KUYUMCU ÇIRAĞI
ARİF ORUÇ
SAYFA | 64 |
ISBN | 978-625-70842-3-9 |
Evlendiği günün ertesi, kocasını beklerken avluda toprakla kazan ovalıyordu. At arabasıyla gelen kayınpederi önüne bir çuval ayvayı hale indirir gibi indirip gitti. ‘‘ Reçel yapıver gelin’’. Hatice gelin hayatında hiç reçel yapmadı ki. Nasıl yapsın? Sorulmadı tabii ki. O zamanlar kadın yahut çocuk olsun, kimseye sorulmazdı. Bilmiyorsa yaparken öğrenirdi herkes. Çünkü hayat okulu o kadar ağır koşullarda sürmekteydi ki, kimsenin bir şeyi hobi olarak öğrenmesine imkân yoktu. Herkes ne gerekiyorsa onu yaşar, öğrenirdi.
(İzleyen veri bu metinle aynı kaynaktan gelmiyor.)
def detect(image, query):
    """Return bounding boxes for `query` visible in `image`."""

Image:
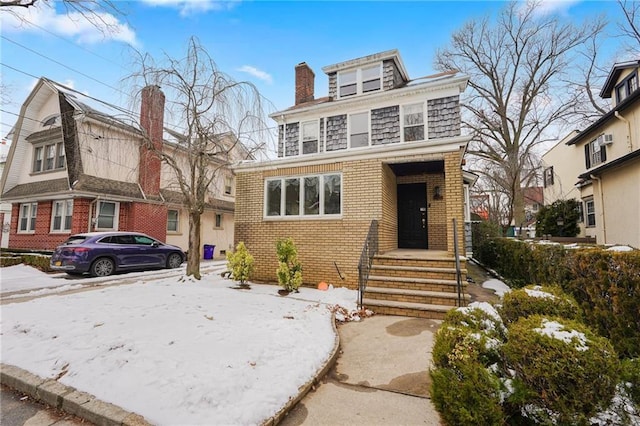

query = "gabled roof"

[600,59,640,99]
[322,49,409,81]
[566,89,640,145]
Sırf bu yüzden bir sonraki nesil hayata en iyi şekilde hazırlanmak için şımartılacak, okutulması için tüm imkânlar seferber edilecek, aman üzülmesin, ben çektim o çekmesin diye diye evde bir ayrık otu gibi yetiştirilecekti. O nesil oğulları Arif ile Erhan’ın nesliydi. Sokaktaki Gamze’yle Gonca’nın, Sercan’ın, Oğuz’un, Sefa’nın, Murat’ın nesliydi. İşte bu nesil hep okuyacak, tahsil görecek, anne babasının çektiklerini çekmeyecekti. Ama tam da bu sebepten dolayı kuşak çatışması denen arenanın en azılı savaşçıları olacaklardı.